Incentive for change

Cultural change is essential for paving the way for new technology. But mindsets will only shift if individuals and teams are given the right incentives. Traditional contracting, based on low tenders and segregated working, is a breeding ground for distrust.

Working to low margins, contractors can be reluctant to cooperate and find solutions. Adopting new technology is perceived to be risky. Relationships are adversarial by default. Try imposing new processes on this cultural quagmire and you may find them sinking under the resistance of organisations and individuals.

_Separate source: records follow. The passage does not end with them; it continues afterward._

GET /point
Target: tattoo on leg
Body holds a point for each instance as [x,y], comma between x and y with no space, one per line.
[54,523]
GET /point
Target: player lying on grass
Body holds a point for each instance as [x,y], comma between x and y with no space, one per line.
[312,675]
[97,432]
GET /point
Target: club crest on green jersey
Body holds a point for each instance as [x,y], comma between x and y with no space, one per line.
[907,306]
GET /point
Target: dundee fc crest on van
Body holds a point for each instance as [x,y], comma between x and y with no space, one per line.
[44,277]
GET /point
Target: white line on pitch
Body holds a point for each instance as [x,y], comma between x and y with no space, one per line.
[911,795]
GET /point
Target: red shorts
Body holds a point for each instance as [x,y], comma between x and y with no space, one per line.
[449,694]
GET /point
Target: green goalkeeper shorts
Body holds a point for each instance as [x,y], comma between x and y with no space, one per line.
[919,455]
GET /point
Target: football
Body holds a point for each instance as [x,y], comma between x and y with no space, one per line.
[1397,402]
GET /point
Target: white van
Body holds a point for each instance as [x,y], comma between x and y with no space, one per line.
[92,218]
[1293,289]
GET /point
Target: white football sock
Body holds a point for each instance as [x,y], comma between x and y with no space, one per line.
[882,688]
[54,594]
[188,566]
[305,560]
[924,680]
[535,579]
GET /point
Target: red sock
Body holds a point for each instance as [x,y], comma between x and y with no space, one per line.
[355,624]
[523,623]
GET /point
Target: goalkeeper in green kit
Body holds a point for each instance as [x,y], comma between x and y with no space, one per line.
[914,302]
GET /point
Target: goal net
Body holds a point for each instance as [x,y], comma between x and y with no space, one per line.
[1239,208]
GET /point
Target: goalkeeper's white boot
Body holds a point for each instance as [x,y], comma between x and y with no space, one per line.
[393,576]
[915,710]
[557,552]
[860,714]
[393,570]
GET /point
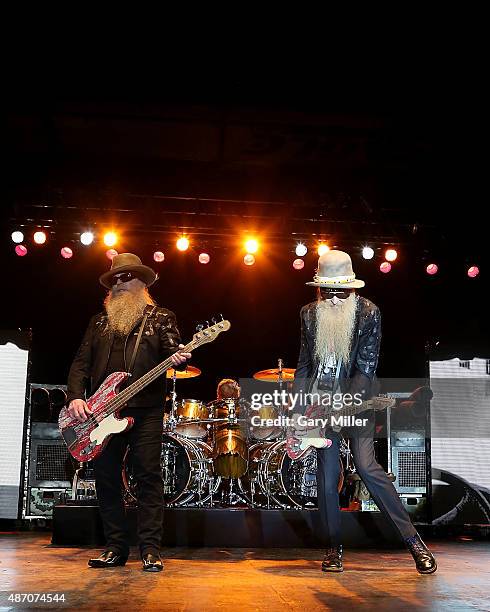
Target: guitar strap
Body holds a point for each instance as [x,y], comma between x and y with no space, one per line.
[138,340]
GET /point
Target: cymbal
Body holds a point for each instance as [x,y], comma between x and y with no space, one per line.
[273,375]
[189,372]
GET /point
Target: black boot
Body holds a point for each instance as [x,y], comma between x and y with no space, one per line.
[424,560]
[152,563]
[333,560]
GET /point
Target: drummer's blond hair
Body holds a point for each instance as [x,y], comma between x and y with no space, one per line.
[232,386]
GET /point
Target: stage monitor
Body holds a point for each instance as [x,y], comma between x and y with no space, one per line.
[460,424]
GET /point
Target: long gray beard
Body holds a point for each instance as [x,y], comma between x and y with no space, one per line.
[125,310]
[334,327]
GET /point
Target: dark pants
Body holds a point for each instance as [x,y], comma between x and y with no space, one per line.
[145,442]
[372,474]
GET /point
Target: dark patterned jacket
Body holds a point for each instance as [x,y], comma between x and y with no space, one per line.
[358,374]
[160,339]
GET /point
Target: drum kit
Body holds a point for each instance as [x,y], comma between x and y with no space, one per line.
[212,455]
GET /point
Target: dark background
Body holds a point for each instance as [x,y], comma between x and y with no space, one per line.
[279,159]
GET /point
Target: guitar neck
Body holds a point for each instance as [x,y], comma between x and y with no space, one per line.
[125,395]
[353,410]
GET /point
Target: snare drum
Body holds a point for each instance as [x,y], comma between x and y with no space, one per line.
[263,431]
[189,410]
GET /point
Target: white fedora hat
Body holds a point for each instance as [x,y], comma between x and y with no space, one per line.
[335,272]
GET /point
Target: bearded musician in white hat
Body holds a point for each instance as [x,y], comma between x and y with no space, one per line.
[340,341]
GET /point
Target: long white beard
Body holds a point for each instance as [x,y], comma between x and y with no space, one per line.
[334,327]
[125,309]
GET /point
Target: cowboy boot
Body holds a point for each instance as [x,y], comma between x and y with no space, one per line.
[333,560]
[424,560]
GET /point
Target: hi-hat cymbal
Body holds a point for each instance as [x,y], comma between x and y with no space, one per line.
[189,372]
[273,375]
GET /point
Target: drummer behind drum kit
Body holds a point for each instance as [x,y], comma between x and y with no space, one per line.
[205,446]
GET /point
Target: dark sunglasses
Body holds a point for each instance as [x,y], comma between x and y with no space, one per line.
[330,293]
[124,277]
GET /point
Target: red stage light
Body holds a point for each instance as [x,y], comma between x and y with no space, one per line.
[249,259]
[66,253]
[40,237]
[111,253]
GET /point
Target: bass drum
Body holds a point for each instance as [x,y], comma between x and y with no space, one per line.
[273,479]
[187,473]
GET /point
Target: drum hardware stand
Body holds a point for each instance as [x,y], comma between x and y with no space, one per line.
[173,410]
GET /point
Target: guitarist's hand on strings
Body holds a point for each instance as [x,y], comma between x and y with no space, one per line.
[180,357]
[79,410]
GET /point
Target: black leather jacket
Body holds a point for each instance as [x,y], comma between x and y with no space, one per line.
[358,374]
[159,340]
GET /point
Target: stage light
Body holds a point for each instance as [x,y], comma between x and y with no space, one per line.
[183,243]
[251,245]
[40,237]
[111,253]
[390,254]
[87,238]
[301,249]
[66,253]
[249,259]
[110,238]
[368,253]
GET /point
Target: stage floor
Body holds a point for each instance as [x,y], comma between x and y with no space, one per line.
[237,579]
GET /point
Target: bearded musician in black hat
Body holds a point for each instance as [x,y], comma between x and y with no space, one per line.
[111,345]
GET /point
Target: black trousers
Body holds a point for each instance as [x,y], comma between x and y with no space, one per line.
[145,442]
[372,474]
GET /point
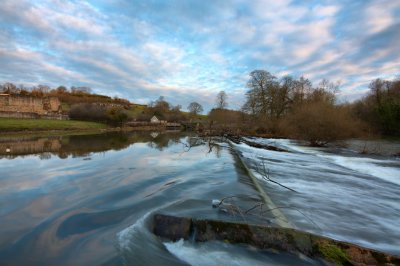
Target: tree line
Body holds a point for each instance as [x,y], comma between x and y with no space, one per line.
[295,108]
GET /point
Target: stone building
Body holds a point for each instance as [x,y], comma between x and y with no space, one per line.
[16,104]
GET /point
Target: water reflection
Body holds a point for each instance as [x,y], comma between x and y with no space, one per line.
[69,211]
[82,145]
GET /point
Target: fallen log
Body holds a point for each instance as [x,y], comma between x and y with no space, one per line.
[263,237]
[238,140]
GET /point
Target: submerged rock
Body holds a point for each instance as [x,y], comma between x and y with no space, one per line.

For example, BIM can save project teams thousands of man hours by creating just one integrated 3D model that is shared by all parties. This is an improvement on the old ways of working, where each party had to produce its own information and drawings, in isolation.

But contractors with a traditional mindset may resist adopting BIM because it makes life too easy for their suppliers. They would prefer that every party creates its own designs from scratch, and that tasks are duplicated, even at the risk of adding errors. Also, contractors can blame new tools for late handover of tasks, using it as a scapegoat for internal failures.

Shifting the focus

It would be easy to write this off as intractable human behaviour, but the adversarial mindset can be swept away by shifting the focus of the delivery strategy.

An integrated project team – where all players are working towards common goals, costs are transparent and profits shared out of a central pot – can have a transformative effect on organisations as well as individuals. In this harmonious environment, it becomes more important to use technology to collaborate than to blame. Former foes become allies. Knowledge and data are shared, and problems jointly solved.

Education and communication

If the roll-out of technology fails, this often leads to acrimony and pressure to resume old ways of working. But the reasons for failure can often be traced back to lack of understanding by senior directors. A director recently complained despite introducing BIM, the structural steel components did not fit together on one of his projects. On investigation it emerged that the project manager had assumed that the collaborative software would automatically do his job for him. He did not realise that human interpretation of the data was still essential.

Within organisations, reluctance to embrace new technology is often due to lack of employee engagement. Although education, communication and awareness-raising initiatives may seem obvious, these activities are inadequate or overlooked surprisingly often.

Ultimately, we need to communicate that technology does not just benefit corporations, it also helps people feel empowered to act, and to understand how they can add value to a project, bringing powerful psychological benefits.